First of all lets get on the same page with a definition of inflation. My informal definition of inflation is that money (or I suppose another medium of exchange) will purchase less then it would previously. I have heard people refer to inflation as stealing our wealth. For a long time I did not understand what they were talking about, maybe I am slow on the uptake. In any case I recently figured it out.
We get inflation when the supply of money increases so it is more common and thus worth less. How does that money get out there? It gets out there because our government prints it. Our government does not print huge amounts of money just to have it in circulation, that would be madness. THEY PRINT IT SO THEY CAN SPEND IT. More specifically they print money so they can spend money THEY DON'T HAVE.
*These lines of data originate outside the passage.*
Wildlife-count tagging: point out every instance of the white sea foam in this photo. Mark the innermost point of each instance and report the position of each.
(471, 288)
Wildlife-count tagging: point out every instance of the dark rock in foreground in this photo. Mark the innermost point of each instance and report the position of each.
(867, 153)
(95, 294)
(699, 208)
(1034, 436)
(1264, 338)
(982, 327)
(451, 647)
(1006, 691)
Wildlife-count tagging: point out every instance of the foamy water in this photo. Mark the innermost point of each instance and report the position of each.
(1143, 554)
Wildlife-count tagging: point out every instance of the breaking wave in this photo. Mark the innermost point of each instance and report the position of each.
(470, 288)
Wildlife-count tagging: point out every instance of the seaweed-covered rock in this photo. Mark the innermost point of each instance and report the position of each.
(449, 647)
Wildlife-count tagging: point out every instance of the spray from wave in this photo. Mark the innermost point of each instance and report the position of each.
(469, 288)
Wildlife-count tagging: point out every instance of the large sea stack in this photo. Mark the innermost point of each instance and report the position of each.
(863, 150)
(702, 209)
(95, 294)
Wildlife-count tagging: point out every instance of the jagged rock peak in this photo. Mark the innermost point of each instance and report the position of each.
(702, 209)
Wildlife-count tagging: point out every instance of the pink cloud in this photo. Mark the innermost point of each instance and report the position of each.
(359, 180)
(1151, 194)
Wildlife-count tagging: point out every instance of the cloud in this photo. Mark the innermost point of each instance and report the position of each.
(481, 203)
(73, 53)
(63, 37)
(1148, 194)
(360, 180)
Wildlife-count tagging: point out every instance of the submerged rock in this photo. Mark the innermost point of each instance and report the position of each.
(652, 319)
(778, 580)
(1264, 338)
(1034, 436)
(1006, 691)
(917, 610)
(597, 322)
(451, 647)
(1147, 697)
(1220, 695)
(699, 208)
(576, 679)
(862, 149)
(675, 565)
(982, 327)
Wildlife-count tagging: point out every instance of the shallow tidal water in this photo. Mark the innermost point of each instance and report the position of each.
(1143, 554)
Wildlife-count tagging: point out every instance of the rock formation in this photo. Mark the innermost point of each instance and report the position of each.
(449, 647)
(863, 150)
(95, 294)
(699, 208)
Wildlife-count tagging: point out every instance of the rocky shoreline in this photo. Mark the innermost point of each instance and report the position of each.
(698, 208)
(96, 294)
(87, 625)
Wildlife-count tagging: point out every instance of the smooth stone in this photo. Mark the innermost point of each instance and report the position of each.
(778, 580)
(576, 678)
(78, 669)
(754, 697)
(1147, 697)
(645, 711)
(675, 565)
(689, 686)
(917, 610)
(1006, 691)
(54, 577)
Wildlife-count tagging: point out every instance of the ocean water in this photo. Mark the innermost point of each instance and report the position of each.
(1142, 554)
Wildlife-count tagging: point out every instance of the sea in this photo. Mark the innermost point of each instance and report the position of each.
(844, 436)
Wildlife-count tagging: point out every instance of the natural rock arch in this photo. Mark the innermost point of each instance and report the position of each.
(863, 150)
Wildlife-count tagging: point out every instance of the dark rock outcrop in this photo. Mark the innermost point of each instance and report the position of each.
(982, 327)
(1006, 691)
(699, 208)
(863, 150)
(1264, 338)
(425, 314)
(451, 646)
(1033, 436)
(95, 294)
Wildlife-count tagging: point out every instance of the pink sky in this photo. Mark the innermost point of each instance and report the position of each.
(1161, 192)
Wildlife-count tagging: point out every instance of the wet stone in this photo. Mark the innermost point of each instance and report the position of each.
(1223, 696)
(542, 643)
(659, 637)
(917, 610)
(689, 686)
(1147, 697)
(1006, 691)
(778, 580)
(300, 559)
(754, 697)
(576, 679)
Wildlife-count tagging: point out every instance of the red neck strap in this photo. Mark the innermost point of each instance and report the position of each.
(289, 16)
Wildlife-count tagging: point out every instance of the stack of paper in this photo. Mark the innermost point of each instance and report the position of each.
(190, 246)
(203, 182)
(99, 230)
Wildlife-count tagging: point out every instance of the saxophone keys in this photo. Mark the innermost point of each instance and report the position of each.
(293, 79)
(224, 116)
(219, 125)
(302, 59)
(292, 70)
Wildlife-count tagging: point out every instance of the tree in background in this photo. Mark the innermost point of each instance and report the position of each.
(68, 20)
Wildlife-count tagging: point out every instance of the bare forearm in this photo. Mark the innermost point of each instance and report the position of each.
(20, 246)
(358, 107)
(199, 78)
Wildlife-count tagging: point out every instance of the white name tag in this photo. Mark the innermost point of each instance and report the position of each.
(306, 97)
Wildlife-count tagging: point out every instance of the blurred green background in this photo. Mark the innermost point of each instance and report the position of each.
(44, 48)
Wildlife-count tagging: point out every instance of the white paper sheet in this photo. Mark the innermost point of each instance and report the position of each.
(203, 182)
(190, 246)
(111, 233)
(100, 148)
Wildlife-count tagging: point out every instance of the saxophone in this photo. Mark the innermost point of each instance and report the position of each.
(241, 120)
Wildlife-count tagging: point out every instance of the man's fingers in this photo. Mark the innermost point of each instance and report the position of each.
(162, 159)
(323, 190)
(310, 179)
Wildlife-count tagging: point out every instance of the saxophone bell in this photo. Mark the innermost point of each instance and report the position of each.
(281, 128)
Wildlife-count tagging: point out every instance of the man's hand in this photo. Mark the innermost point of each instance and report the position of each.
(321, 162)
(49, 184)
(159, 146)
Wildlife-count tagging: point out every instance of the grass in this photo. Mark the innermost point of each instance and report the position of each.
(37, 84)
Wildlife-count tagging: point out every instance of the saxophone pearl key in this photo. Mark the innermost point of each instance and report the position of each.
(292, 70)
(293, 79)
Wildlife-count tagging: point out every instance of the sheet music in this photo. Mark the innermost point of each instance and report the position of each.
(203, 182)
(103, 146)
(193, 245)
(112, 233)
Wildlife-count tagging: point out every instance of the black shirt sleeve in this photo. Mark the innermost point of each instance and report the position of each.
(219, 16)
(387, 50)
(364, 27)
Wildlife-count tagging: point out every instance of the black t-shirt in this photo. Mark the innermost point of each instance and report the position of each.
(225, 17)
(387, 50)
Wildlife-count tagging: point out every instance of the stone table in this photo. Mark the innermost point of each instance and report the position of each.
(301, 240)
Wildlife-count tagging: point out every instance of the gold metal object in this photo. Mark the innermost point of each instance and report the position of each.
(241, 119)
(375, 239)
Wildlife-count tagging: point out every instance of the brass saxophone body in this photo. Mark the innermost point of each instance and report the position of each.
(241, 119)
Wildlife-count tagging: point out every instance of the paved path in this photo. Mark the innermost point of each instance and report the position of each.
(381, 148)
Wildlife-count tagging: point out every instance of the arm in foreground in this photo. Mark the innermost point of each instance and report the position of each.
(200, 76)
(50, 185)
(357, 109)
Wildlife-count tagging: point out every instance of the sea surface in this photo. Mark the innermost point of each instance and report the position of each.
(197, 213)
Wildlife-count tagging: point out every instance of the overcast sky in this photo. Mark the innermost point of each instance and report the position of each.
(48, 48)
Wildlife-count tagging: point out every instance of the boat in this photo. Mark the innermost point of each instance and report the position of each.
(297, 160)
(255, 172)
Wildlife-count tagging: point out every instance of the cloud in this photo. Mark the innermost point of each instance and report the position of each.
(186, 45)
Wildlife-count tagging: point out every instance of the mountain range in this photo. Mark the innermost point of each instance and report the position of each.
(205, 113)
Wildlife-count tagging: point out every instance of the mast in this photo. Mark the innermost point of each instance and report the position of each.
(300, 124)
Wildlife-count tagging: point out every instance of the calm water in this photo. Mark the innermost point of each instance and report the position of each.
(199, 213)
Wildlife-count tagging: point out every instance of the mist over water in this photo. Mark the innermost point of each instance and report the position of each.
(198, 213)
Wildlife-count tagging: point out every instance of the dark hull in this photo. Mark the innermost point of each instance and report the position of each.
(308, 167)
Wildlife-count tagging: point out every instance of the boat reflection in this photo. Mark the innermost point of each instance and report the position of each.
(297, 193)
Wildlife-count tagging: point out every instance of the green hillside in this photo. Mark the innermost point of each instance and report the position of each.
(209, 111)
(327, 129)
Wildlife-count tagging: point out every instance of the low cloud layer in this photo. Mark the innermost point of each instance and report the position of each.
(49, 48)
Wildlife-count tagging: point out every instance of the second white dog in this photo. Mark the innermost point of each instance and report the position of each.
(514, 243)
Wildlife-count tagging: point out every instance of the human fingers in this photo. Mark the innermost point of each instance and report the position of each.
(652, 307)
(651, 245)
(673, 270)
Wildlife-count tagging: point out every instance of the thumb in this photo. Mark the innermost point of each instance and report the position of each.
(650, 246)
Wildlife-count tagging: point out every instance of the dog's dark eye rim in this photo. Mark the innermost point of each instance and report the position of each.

This is sort of a backdoor tax. Why is it a backdoor tax you ask? Imagine that you have $100 in your pocket, $1,000 in checking and $10,000 in savings. The government prints a whole bunch of money and spends it. Now we have 15% inflation.
Your hundred dollars will now purchase $85 in goods. Your $1,000 in checking will purchase $850 in goods and that $10,000 in savings is now really worth $8,500.
This is a backdoor tax because a tax was not passed. You did not have money stolen out of your paycheck and didn't write them a check but they in effect reached into your wallet and bank accounts and via a loss purchasing power you were essentially taxed.